On February 5, 2007, WGME began producing a nightly 10 o'clock newscast on WPFO known as News 13 on Fox after a news share agreement was established between the two. It is aired from a secondary set at WGME's studios on the corner of Washington Avenue and Northport Drive in the North Deering section of Portland. Starting April 5, 2010, the weeknight 10 o'clock broadcast was expanded to an hour. The newscast features national content from CBS, CNN, and Sinclair. The newscast was renamed "Fox 23 News at Ten" on January 30, 2014.

A morning show was launched on WPFO called Good Day Maine also produced by WGME. It is a talk, entertainment, news, weather, and sports program that airs from 7 to 8. The show is the only local morning broadcast during the time slot and competes against CBS This Morning (on WGME), Good Morning America, and Today. This newscast airs from the secondary set at WGME's facilities (which received an update) along with a new secondary weather set (while also using the main weather center outside of WGME's CBS This Morning cut-ins) to deliver weather reports. There is also a live interview desk that was previously used on WGME during news headline updates on that station's weekday morning show and a new light story room which includes a nighttime backdrop of the Portland skyline along with several couches and armchairs. WPFO's website hosted video from both of the WGME-produced newscasts through April 2013; subsequently viewers were directed to a third-party website where individual segments could be purchased for a fee. Launched as a two-hour broadcast, Good Day Maine was shortened to one hour by October 2013.

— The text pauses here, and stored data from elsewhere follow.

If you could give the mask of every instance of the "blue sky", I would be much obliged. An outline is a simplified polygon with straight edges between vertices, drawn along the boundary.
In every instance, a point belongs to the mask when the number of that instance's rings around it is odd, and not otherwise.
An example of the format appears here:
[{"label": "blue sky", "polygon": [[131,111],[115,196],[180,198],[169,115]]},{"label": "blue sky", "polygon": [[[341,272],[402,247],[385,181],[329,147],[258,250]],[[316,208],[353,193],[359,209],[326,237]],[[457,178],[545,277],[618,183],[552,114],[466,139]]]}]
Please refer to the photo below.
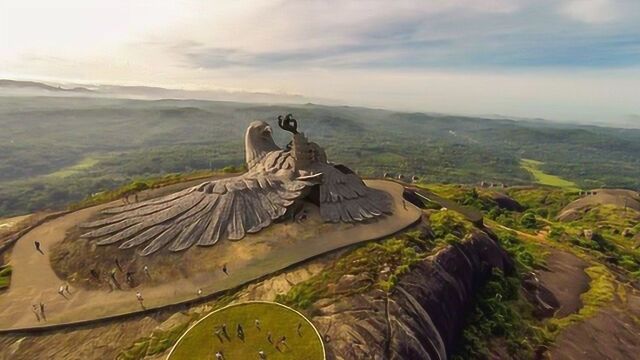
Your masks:
[{"label": "blue sky", "polygon": [[0,3],[0,76],[637,121],[640,1]]}]

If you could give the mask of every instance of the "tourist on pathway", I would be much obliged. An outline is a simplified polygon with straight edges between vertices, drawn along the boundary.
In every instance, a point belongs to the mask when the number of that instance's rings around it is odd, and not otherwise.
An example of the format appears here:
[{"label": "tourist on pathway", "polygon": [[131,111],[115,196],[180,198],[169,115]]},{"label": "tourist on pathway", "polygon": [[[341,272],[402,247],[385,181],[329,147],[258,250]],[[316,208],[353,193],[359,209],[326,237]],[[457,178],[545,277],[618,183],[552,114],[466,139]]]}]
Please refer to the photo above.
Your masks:
[{"label": "tourist on pathway", "polygon": [[71,295],[71,291],[69,291],[69,284],[67,284],[67,283],[65,283],[65,284],[64,284],[64,291],[65,291],[67,294]]},{"label": "tourist on pathway", "polygon": [[258,329],[258,331],[260,331],[260,320],[256,319],[255,320],[255,324],[256,324],[256,329]]},{"label": "tourist on pathway", "polygon": [[258,351],[258,356],[260,357],[260,360],[264,360],[267,358],[267,355],[265,355],[264,351],[262,350]]},{"label": "tourist on pathway", "polygon": [[140,293],[140,291],[136,291],[136,298],[138,299],[140,306],[142,306],[142,308],[145,309],[143,304],[144,298],[142,297],[142,294]]},{"label": "tourist on pathway", "polygon": [[38,320],[38,322],[40,322],[40,314],[38,314],[38,306],[37,305],[31,305],[31,311],[33,311],[33,314],[36,316],[36,320]]},{"label": "tourist on pathway", "polygon": [[58,288],[58,294],[60,294],[66,300],[69,300],[69,298],[67,298],[67,295],[64,294],[64,285],[60,285],[60,287]]},{"label": "tourist on pathway", "polygon": [[142,270],[144,271],[144,275],[145,275],[147,278],[151,279],[151,275],[149,275],[149,267],[148,267],[147,265],[145,265],[145,266],[142,268]]},{"label": "tourist on pathway", "polygon": [[129,284],[130,287],[133,287],[133,273],[131,271],[127,271],[125,279],[127,284]]},{"label": "tourist on pathway", "polygon": [[118,258],[116,258],[116,267],[118,268],[118,270],[120,270],[120,272],[123,272],[122,266],[120,265],[120,260],[118,260]]},{"label": "tourist on pathway", "polygon": [[302,323],[301,322],[298,323],[298,328],[296,329],[296,332],[298,333],[298,336],[302,336]]},{"label": "tourist on pathway", "polygon": [[120,289],[120,283],[118,279],[116,279],[116,268],[111,269],[111,281],[113,281],[113,286],[115,286],[116,289]]},{"label": "tourist on pathway", "polygon": [[198,296],[202,296],[202,289],[198,288],[198,291],[196,293],[198,294]]},{"label": "tourist on pathway", "polygon": [[222,324],[222,333],[226,338],[229,338],[229,333],[227,332],[227,324]]},{"label": "tourist on pathway", "polygon": [[216,360],[224,360],[224,355],[222,355],[222,351],[218,351],[216,353]]},{"label": "tourist on pathway", "polygon": [[40,302],[40,316],[42,320],[47,321],[47,317],[44,314],[44,303],[42,301]]},{"label": "tourist on pathway", "polygon": [[96,279],[96,281],[100,281],[100,274],[98,274],[96,269],[89,270],[89,273],[91,274],[91,276],[93,276],[94,279]]},{"label": "tourist on pathway", "polygon": [[34,241],[34,242],[33,242],[33,245],[35,245],[35,246],[36,246],[36,250],[37,250],[40,254],[44,255],[44,252],[40,249],[40,241],[37,241],[37,240],[36,240],[36,241]]},{"label": "tourist on pathway", "polygon": [[229,276],[229,269],[227,269],[227,264],[222,265],[222,272],[225,273],[225,275]]},{"label": "tourist on pathway", "polygon": [[271,331],[267,332],[267,341],[269,344],[273,344],[273,337],[271,337]]}]

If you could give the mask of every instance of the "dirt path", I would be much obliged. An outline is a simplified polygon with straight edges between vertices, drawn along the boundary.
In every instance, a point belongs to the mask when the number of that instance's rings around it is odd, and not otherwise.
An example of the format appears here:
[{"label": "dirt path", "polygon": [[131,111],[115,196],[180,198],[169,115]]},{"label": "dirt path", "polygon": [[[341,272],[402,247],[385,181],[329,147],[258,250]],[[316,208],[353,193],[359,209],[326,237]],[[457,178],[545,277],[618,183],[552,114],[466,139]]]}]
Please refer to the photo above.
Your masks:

On September 15, 2014 WPFO launched FOX 23 News at 6:30, a half-hour weekday newscast scheduled directly against the evening news on the Big Three television networks.

All WGME-produced newscasts on WPFO were made available in high definition format starting on February 8, 2012; the newscasts are presented in widescreen (letterboxed) format on WPFO's standard definition feed.